Desde aquel momento y durante el resto del viaje, las dos se hicieron inseparables. Aun cuando la señora dijo que sería imprudente comerse más de la mitad de los caramelos, Rosie, que mientras tanto se había sentado a su lado, se quedó con ella escuchando las historias que le contaba sobre los sitios por los que iban pasando y cómo eran cuando ella era joven.

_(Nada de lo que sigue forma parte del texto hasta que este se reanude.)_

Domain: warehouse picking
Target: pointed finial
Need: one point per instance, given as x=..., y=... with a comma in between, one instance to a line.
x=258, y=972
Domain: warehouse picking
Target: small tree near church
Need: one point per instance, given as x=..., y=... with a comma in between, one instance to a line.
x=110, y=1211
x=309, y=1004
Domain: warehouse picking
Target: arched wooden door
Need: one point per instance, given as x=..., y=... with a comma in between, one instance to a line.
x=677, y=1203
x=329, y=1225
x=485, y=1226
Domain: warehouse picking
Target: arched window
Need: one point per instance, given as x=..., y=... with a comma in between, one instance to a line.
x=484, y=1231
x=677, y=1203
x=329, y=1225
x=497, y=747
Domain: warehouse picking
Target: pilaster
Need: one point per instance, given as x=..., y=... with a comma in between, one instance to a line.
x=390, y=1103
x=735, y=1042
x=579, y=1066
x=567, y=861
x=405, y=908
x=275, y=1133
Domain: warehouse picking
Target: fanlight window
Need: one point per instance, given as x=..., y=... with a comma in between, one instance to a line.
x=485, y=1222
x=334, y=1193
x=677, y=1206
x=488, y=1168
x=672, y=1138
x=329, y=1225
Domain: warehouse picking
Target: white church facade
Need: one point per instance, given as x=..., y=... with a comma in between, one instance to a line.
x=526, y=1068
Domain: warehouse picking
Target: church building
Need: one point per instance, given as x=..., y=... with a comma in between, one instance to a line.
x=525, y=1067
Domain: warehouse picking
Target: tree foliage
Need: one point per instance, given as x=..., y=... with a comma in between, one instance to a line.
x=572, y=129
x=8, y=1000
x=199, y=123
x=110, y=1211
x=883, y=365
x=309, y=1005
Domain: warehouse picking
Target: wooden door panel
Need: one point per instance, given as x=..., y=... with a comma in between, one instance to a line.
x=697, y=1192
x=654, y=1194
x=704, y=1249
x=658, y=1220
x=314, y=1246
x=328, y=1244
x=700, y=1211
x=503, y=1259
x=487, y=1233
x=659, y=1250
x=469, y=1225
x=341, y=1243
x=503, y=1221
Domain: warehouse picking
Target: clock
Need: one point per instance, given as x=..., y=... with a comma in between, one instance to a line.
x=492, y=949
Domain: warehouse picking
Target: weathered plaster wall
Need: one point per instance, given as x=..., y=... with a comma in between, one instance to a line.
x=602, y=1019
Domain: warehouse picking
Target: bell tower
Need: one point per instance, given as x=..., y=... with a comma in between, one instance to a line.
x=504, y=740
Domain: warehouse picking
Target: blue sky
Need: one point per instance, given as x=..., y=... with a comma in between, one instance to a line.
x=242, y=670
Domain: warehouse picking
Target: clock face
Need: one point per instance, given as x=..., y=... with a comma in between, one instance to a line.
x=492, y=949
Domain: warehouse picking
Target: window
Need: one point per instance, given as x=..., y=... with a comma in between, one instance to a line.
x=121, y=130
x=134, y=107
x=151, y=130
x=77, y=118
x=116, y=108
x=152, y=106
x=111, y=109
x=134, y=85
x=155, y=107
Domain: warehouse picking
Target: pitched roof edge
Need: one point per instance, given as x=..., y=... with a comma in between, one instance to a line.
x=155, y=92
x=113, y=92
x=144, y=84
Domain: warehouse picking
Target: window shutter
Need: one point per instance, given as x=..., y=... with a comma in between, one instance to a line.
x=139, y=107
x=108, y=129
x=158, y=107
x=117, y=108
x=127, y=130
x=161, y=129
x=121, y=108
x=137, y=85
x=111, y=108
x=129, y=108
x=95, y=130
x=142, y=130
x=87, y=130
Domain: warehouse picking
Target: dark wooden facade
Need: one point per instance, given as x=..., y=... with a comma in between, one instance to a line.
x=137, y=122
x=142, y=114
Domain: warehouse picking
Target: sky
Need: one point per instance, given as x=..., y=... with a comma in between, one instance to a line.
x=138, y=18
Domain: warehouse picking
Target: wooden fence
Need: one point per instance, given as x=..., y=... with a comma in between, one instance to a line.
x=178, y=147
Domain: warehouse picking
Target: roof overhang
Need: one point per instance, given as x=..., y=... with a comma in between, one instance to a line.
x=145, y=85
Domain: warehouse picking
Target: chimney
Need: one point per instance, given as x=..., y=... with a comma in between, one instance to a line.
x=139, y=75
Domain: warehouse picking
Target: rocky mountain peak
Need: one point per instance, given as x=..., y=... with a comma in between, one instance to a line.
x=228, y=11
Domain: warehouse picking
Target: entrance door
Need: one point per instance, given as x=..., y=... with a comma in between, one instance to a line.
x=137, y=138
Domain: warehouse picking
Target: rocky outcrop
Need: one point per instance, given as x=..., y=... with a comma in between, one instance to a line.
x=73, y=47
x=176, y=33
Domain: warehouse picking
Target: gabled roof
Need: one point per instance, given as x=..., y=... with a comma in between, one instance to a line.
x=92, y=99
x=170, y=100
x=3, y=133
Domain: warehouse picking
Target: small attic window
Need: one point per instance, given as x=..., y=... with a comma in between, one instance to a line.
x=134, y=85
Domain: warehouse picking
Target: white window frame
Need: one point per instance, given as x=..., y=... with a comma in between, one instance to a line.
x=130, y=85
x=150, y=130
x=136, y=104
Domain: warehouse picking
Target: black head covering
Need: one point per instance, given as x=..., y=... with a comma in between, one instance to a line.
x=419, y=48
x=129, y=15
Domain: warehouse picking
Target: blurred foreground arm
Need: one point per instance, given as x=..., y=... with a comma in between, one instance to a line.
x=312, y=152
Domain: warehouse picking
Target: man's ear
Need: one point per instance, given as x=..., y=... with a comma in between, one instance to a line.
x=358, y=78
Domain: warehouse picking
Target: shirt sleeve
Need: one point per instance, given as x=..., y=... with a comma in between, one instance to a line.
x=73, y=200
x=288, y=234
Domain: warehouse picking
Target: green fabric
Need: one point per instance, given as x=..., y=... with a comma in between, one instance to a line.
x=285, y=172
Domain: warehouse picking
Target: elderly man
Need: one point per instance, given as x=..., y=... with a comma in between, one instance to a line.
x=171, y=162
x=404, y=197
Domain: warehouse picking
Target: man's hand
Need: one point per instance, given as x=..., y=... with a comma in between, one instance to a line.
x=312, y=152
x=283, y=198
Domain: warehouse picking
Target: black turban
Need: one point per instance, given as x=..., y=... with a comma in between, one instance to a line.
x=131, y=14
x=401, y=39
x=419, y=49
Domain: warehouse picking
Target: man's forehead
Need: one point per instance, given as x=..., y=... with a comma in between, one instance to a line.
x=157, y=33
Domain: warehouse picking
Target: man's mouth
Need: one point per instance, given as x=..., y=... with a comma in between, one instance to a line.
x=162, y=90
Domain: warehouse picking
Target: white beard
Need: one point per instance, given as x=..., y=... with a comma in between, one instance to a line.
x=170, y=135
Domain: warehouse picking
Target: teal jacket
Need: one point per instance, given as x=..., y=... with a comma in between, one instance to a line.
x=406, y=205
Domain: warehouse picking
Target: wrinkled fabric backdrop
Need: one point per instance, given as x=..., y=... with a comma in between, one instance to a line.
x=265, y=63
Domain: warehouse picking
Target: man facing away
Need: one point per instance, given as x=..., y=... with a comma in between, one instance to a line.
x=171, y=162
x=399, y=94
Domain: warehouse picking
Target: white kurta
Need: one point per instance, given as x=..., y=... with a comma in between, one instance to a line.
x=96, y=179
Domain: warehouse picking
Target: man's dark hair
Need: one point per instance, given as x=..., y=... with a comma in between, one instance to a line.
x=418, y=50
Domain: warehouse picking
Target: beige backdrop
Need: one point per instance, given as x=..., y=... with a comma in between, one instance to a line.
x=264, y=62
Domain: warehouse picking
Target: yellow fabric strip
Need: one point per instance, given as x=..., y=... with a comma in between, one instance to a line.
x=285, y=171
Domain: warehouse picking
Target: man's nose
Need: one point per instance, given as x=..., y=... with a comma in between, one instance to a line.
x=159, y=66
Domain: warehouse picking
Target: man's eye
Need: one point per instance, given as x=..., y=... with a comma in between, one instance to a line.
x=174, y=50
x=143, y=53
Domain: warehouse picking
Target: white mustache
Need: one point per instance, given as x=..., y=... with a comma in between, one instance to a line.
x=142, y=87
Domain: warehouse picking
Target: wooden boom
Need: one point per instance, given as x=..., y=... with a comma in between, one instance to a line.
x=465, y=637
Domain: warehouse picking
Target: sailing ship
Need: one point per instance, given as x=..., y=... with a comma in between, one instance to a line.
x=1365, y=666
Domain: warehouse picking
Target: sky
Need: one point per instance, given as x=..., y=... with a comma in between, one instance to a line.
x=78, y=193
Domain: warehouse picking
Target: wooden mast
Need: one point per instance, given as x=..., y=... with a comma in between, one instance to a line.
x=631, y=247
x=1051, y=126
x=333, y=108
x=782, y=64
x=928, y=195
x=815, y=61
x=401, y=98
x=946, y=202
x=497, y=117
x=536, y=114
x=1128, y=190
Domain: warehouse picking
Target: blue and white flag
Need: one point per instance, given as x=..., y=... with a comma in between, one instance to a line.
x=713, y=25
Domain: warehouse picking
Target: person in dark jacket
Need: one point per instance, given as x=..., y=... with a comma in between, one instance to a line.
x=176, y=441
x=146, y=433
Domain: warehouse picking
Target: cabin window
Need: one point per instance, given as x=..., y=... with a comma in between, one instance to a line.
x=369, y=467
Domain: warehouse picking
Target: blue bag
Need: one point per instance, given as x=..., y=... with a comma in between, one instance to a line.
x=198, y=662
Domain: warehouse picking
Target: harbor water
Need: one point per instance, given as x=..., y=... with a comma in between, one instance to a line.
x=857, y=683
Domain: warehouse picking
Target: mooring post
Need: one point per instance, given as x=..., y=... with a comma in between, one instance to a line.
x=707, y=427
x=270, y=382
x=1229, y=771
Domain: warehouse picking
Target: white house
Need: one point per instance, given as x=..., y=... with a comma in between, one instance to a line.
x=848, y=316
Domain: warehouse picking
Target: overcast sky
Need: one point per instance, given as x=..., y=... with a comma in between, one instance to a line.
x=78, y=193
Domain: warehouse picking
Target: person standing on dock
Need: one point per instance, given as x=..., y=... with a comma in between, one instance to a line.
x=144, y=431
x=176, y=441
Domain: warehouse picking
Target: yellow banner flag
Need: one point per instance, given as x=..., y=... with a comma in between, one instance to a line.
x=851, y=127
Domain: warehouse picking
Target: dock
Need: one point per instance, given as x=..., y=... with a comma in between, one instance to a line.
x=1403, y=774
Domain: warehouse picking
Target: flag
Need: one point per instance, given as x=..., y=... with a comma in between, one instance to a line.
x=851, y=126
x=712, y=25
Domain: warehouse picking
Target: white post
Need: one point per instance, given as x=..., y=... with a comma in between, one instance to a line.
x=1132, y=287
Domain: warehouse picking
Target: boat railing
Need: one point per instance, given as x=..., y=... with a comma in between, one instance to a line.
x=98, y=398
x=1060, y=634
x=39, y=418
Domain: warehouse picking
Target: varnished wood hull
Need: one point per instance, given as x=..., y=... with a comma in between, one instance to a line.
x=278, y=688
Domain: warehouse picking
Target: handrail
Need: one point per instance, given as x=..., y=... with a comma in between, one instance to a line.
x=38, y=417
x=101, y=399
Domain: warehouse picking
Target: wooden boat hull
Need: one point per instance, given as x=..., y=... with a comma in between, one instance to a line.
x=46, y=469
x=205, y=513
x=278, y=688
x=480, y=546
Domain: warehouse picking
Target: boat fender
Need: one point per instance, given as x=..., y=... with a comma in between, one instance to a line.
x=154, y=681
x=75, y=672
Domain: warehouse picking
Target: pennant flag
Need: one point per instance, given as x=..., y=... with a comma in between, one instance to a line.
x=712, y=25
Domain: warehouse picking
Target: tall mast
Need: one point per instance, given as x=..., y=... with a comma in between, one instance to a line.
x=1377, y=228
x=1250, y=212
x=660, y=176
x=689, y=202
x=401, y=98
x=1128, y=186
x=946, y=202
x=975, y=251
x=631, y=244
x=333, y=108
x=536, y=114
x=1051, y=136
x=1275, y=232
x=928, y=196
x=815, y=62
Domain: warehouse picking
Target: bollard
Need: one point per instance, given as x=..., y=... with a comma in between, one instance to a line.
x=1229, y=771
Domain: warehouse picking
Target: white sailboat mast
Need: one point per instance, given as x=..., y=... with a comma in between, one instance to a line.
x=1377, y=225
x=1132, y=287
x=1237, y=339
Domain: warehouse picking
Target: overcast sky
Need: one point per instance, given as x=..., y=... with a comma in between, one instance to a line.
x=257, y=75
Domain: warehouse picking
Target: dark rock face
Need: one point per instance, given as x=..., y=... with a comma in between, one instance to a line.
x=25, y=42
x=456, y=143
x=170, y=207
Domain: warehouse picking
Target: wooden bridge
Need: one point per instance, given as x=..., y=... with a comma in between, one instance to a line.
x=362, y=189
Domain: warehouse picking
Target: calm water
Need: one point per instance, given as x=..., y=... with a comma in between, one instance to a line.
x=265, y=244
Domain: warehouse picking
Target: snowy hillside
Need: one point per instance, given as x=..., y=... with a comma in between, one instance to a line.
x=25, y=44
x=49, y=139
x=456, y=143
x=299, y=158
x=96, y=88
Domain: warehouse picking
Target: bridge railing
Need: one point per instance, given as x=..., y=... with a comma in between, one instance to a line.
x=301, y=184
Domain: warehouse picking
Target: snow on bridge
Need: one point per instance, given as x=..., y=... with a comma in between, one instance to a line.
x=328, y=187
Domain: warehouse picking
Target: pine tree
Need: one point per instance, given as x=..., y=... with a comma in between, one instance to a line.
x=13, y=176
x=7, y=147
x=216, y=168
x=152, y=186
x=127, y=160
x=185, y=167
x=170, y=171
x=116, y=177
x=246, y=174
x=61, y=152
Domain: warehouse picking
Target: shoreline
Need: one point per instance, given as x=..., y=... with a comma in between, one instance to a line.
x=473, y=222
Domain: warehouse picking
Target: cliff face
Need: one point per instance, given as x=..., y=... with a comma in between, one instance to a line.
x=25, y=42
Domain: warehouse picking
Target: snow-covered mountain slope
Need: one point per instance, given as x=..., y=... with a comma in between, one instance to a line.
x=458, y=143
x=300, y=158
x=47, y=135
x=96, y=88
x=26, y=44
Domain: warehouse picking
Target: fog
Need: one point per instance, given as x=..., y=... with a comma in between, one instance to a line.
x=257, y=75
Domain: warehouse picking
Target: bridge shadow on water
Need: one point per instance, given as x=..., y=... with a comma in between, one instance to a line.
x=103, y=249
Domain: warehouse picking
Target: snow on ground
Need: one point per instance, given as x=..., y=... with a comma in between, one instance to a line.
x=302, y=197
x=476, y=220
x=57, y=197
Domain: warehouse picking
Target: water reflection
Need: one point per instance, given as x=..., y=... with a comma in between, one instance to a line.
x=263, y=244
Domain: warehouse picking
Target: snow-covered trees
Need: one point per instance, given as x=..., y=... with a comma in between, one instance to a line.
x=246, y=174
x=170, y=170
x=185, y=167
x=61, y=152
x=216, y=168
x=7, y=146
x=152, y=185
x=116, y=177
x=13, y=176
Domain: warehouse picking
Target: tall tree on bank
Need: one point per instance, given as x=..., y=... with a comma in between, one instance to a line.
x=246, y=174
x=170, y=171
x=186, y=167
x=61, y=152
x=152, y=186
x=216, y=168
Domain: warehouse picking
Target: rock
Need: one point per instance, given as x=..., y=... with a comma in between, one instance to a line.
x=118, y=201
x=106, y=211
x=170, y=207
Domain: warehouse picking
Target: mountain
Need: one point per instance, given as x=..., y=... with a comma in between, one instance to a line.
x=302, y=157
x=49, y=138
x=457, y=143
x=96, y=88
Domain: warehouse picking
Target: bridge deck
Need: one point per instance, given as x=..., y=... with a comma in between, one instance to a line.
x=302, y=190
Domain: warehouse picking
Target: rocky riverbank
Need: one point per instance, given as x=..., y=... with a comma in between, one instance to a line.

Se llamaba Mrs. Draper y era pálida, estaba llena de arrugas y tenía la nariz fina, con la punta ligeramente hacia abajo. Parecía que no había nada que no supiera sobre aquellas calles y zonas de Londres: hubo un tiempo en el que Camberwell era solo campo, famoso por sus mariposas azules, que tenían el tamaño de una mano; Brixton había sido un barrio muy rico, con nada menos que cuatro teatros a los que acudían miembros de la nobleza y la realeza, y en las grandes praderas de Clapham Common hubo en su día cuatrocientos árboles, que cayeron todos en una sola noche de tormenta en 1987. Mrs. Draper se lo contaba con una sonrisa en los labios y ojos brillantes y vivaces. Rosie escuchaba atentamente cada una de sus palabras, era como escuchar el cuento de las buenas noches pero sin tener que interrumpirlo para dormir.

Después de Clapham, la señora empezó a hablar más lentamente, así que Rosie pensó que a lo mejor se había cansado y que sería mejor volver a su asiento, al otro lado del pasillo.

—¿Quiere que la deje descansar un poco? —le preguntó—. Sus historias son maravillosas, pero no quiero que se le canse la voz.